Таким образом, действие эмбриональной ткани можно описать как комплексное. Она является индуктором и субстратом интегрирующих растущих поврежденных аксонов; примечательно, что при трансплантации глиальный рубец практически не образуется, и трансплантат легко проницаем для растущих аксонов.

Стимуляция регенераторной способности аксонов

Протяженность прорастания аксонов определяется соотношением между влиянием клеточного окружения и их регенераторной способностью. Поскольку в обычных условиях травмированная нервная ткань оказывает крайне тормозящее влияние на рост аксонов, а сами аксоны имеют низкий регенераторный потенциал, следует ожидать максимальной эффективности их восстановления при воздействии на оба фактора: изменения клеточного окружения и стимуляции аксонов к регенерации [79, 83]. Трофические факторы были использованы в большинстве вышеописанных трансплантационных экспериментов. При их применении увеличивалось число регенерирующих аксонов [57]. Первой демонстрацией были опыты, которые провел М. Е. Schwab, использовавший в комплексе с антителами к миелину (IN-1) трофические факторы (NT3 и BDNF) [12, 73, 75]. В опытах с использованием шванновских клеток инфузия трофических факторов увеличивала количество прорастающих аксонов в шванновские клетки.
Подобные результаты получены с пересадкой периферических нервов и эмбриональной ткани. Изолированная инфузия нейротрофических факторов не являлась достаточной для достижения регенерации. В качестве альтернативной презентации трофических факторов использовались генно-модифицированные фибробласты, секретирующие NT3 [34, 65, 81]. При помещении этих клеток в область дорсальной гемисекции спинного мозга кортико-спинальные аксоны были привлечены к трансплантату в большом количестве и некоторые прорастали сквозь трансплантат в дистальную часть спинного мозга с некоторым восстановлением сенсомоторных функций [47].

Заключение

Суммируя вышесказанное, можно сказать, что существует несколько экспериментальных работ, в которых получена значительная аксональная регенерация в зрелом спинном мозге грызунов с восстановлением утраченных функций.
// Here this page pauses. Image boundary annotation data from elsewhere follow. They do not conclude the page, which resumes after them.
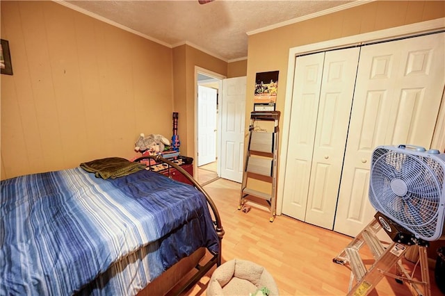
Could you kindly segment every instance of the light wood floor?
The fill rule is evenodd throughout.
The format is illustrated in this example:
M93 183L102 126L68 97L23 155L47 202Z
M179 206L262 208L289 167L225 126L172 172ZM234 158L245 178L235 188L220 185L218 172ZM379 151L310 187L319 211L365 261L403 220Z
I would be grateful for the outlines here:
M241 184L223 179L204 186L216 204L225 230L222 261L241 258L264 266L273 276L282 295L346 295L350 271L332 258L351 238L285 215L270 222L269 213L254 207L247 213L238 211L240 188ZM411 269L414 266L407 261L405 265ZM205 295L213 270L187 295ZM433 270L430 272L432 295L440 295ZM370 295L411 294L405 284L383 279Z
M197 172L195 174L195 179L202 186L218 178L218 163L216 161L198 167Z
Это явилось огромным прорывом в проблеме восстановления функции поврежденного спинного мозга за последние 10 лет. Наблюдаемый рост аксонов простирался не далее 3 см: это наибольшее расстояние для роста аксонов у крыс. Сравнительное число регенерирующих аксонов также невелико. Но вселяет оптимизм то обстоятельство, что такое малое число аксонов оказывает огромный эффект и может вернуть значительную часть утраченных сенсомоторных функций. Очевидно, что регенерирующие аксоны могут устанавливать случайные и эктопические связи, что, возможно, может привести к ухудшению функциональных результатов. Однако эксперименты показывают улучшение сенсомоторной функции, хотя детального изучения вновь образованных связей не проводилось. Регенерирующие чувствительные аксоны могли бы вызвать хронические боли, и хотя эксперименты на животных напрямую не исследовали этот феномен, подопытные животные не проявляли отказа в пользовании реиннервированной конечностью вследствие возможных болей. Важно, что эксперименты, в которых демонстрируется регенерация спинного мозга, используют различные подходы и технологии, и можно предполагать, что совместное использование нескольких техник может иметь значительный суммарный эффект и привести к большему эффекту. Для оценки экспериментальных данных необходимо учитывать тот факт, что все описанные методики были исследованы на животных малого размера, а также использовали модели экспериментальной травмы, имеющей отличия от механизма, наблюдаемого у людей. В частности, в опытных моделях травмы отсутствует элемент ротации и обычно воздействие оказывается на задние отделы спинного мозга, в то время как в реальных случаях чаше встречается вентральная компрессия в сочетании с ротационным компонентом.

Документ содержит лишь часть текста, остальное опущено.